The activation of caspases is concomitant with the release of mitochondrial apoptogenic factors such as cytochrome C (Castedo et al., 2004), and the DNAses AIF1 and endonuclease G (Kroemer et al., 2005; Niikura et al., 2010), indicating that mitotic cell death in these instances is occurring through a classical apoptotic mechanism. However, recent studies have revealed that the activation of caspases is not an absolute requirement for the initiation of programmed cell death during mitosis, with the release of mitochondrial apoptogens inducing a cell death effect in the absence of caspase activation (van Loo et al., 2001; Cande et al., 2004).
Caspase independent mitotic death
This new pathway has been termed caspase-independent mitotic death (CIMD). The activation of spindle checkpoint proteins has been shown to be an integral event in the initiation of CIMD (Kitagawa et al., 2008), with involvement of both Bub1/Bub3 (Niikura et al., 2010), and the mitotic kinase Plk1 (Lin et al., 2011). Contradictory reports have shown that CIMD is either a p53-dependent process (Lin et al., 2011), or may function via the p53 homolog p73 in the absence of p53 (Niikura et al., 2010). In the balance of probability, CIMD like all other cell death modalities exhibits a degree of heterogeneity, and the precise signalling pathways depend on the proteomic profile of the individual cell line/tissue type.
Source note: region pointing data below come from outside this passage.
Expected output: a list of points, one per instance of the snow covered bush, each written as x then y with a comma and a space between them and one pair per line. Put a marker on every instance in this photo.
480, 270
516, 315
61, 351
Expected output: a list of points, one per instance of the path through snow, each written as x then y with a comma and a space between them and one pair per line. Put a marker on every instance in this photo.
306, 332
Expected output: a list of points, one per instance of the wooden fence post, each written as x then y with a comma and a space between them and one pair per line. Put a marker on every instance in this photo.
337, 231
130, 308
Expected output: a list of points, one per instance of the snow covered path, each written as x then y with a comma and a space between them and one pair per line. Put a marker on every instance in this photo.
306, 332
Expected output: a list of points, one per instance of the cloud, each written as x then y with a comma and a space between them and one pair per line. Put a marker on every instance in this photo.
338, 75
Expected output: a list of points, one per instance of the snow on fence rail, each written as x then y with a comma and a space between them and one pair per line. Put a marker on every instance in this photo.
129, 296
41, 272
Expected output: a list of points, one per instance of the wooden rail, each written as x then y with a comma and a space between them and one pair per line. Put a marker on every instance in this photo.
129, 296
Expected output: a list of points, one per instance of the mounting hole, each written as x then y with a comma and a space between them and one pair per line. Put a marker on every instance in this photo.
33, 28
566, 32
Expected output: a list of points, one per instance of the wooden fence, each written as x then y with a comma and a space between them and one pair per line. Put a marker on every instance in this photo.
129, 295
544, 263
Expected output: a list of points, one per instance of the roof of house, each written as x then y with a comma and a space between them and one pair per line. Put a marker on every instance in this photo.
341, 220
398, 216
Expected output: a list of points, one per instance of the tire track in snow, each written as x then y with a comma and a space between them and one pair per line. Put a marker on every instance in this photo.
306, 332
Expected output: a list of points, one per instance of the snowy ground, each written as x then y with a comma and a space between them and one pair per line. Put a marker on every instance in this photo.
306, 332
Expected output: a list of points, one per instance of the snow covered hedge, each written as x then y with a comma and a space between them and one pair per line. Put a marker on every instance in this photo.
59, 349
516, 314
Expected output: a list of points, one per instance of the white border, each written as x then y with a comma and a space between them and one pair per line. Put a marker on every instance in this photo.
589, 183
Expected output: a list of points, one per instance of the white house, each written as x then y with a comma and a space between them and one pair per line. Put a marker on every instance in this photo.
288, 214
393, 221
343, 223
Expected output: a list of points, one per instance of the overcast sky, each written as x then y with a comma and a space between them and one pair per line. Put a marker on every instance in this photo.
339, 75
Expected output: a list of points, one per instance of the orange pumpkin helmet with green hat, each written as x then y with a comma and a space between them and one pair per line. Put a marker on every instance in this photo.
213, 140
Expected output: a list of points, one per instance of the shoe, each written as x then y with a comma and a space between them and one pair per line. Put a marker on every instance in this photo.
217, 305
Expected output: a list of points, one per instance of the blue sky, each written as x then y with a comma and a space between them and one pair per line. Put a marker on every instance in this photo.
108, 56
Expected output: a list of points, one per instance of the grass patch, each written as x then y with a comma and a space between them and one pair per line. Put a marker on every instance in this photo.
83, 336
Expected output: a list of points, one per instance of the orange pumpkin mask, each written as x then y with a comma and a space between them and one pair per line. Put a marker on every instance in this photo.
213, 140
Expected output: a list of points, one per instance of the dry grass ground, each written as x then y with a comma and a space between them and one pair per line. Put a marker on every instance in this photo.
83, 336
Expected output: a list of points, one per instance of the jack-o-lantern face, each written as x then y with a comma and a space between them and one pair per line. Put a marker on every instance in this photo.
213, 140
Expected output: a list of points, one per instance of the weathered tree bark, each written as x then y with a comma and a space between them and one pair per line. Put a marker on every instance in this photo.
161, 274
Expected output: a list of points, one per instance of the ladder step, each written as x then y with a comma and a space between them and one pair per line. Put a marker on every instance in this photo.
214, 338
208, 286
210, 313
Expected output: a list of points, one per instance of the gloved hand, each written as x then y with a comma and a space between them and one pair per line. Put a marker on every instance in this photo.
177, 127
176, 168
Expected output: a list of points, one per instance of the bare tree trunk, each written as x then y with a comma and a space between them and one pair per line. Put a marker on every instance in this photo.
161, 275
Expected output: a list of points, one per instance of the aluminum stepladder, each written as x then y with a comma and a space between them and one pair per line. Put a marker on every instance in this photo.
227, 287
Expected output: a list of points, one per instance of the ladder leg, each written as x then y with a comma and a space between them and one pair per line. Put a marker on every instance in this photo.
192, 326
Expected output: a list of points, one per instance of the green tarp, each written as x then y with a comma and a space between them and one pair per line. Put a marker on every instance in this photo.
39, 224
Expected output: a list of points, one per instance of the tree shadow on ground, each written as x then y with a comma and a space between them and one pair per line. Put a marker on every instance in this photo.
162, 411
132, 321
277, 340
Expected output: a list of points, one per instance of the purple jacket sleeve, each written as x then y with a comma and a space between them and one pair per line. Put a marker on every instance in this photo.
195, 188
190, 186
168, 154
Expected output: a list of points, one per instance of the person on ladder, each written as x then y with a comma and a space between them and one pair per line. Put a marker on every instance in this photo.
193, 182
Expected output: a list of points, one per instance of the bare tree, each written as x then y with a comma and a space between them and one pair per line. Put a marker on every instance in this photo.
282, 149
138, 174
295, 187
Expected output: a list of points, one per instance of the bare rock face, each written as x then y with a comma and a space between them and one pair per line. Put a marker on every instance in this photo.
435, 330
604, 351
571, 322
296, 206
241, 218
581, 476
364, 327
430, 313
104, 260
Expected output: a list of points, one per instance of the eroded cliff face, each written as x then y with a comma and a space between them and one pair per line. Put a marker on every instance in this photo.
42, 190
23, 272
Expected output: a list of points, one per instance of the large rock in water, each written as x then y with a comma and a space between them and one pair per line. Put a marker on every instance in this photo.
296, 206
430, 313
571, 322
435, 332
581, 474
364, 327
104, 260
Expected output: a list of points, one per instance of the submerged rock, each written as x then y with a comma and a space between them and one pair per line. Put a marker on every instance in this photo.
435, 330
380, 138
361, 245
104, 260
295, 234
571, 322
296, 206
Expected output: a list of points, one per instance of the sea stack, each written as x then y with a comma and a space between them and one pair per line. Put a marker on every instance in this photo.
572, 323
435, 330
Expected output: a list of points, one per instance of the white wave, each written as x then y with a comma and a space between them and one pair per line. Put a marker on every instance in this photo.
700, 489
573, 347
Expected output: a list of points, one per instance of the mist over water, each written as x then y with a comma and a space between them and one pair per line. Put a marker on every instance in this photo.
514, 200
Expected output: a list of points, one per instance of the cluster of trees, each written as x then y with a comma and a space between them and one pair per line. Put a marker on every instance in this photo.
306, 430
Targeting mitotic catastrophe
The characterisation of the pathways of mitotic catastrophe is currently the subject of intense experimental effort, due to the potential therapeutic benefits of this avenue of research. Many current chemotherapeutics, such as doxorubicin, are used at concentrations which non-selectively induce apoptosis at any stage of the cell cycle, but may be more effectively implemented at lower concentrations which selectively induce mitotic catastrophe, reducing off-target chemotherapeutic effects (Eom et al., 2005). Furthermore, the inherent karyotypic abnormality of most tumours makes these cell types especially vulnerable to cell death induced by mitotic catastrophe (Vitale et al., 2011).
Cell death strategies
Several novel strategies for inducing mitotic catastrophe are currently under investigation. Kinesin spindle protein (KSP) is responsible for the correct bipolar spindle orientation during mitosis, and inhibition of this motor protein leads to mitotic catastrophe and monoastral mitoses (Kapoor et al., 2000), from which the KSP inhibitor monastrol is named (Maliga et al., 2002).
Mitotic spindle formation
The chromosomal passenger complex (CPC) is a multiprotein complex required for microtubule stabilization and mitotic spindle formation (Sampath et al., 2004). As such, specific small-molecule chemical inhibition of components of this complex presents an attractive target for the induction of mitotic catastrophe. Aurora B kinase is an enzymatic component of the CPC, and Aurora B kinase inhibitors including AZD1152 and VX-680 are currently in clinical trials as putative therapies for various hematopoietic malignancies (Dar et al., 2010). Survivin is a structural component of the CPC (Giodini et al., 2002), and has been investigated as a therapeutic target. However, so far the only survivin inhibitor to reach Phase II clinical trial, YM155, has failed to demonstrate therapeutic efficacy (Altieri, 2012).
Degradation of Mcl-1 during apoptosis
It has been proposed that cell death initiation following prolonged mitotic arrest may be due the degradation of Mcl-1, allowing for the release of the proapoptotic BH3-only proteins, Bim and Noxa, and subsequent apoptosome formation due to the slow net dephosphorylation of caspase-9, which may lead to the activation of cell death [Harley et al., 2009]. However, exactly how upstream activation of cell death occurs following prolonged mitotic arrest resulting in mitotic catastrophe remains unresolved.